You're Telling Me It's Possible to Be More Beautiful Than Rebecca Hall?
Briefly

You're Telling Me It's Possible to Be More Beautiful Than Rebecca Hall?
"The basic conceit of the Grand Guignol thriller that is Ryan Murphy's The Beauty consists of a thematically underbaked but ultimately pretty fun blend of The Substance and sexually transmitted disease. A crazed scientist (Ashton Kutcher, mostly yelling) has come up with a concoction that makes people molt into their most beautiful selves, but a version of it leaked before it could be fully refined and, in addition to turning people hot (figuratively), the virus turns them hot (literally) until, finally, they explode."
"But before the artificially hot people of The Beauty explode, there's a period of time when they are simply carriers for the hotness virus, and during that time, they can spread it by exchanging liquids with other less hot people - mostly through sex, though one case develops after blood hits a character's eye. Those people become hot in turn, and they continue to spread the infection because now everyone wants to sleep with them."
"There's a perverse streak of what is either Hollywood metacommentary or simple cruelty in the fact that The Beauty has cast actors whom the industry might consider unappealing, then recast them with other, hotter actors once the Beauty takes hold. In the show's first episode, Jaquel Spivey, who starred in the Broadway production of A Strange Loop, a musical about the experience of being a self-hating fat gay Black man, is introduced as a loathsome incel."

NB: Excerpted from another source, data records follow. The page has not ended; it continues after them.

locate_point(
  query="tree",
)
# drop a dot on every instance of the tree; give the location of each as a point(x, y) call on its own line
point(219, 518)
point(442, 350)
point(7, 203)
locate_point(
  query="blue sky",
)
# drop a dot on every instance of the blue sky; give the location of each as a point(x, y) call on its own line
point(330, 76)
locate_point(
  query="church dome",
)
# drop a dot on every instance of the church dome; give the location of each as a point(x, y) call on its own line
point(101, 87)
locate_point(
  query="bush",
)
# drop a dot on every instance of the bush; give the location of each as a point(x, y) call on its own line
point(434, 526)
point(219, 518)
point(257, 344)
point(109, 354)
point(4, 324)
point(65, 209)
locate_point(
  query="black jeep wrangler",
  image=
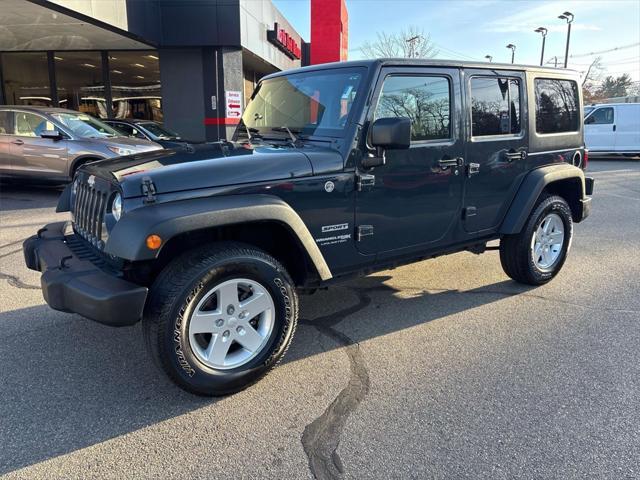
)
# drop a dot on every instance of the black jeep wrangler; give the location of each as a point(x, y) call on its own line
point(334, 170)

The Beauty centers on a leaked experimental concoction that makes people molt into their most beautiful selves, produced by a crazed scientist played by Ashton Kutcher. The virus both increases attractiveness and raises body temperature, ultimately causing infected people to explode. There is a contagious phase during which carriers spread the 'hotness' through exchanged bodily fluids, mostly sexual contact, though transmission can also occur through blood-to-eye exposure. The show stages deliberate casting that replaces less conventionally attractive actors with hotter versions as characters become infected. The series mixes grotesque body-horror with satirical commentary on desire, exploitation, and Hollywood beauty standards.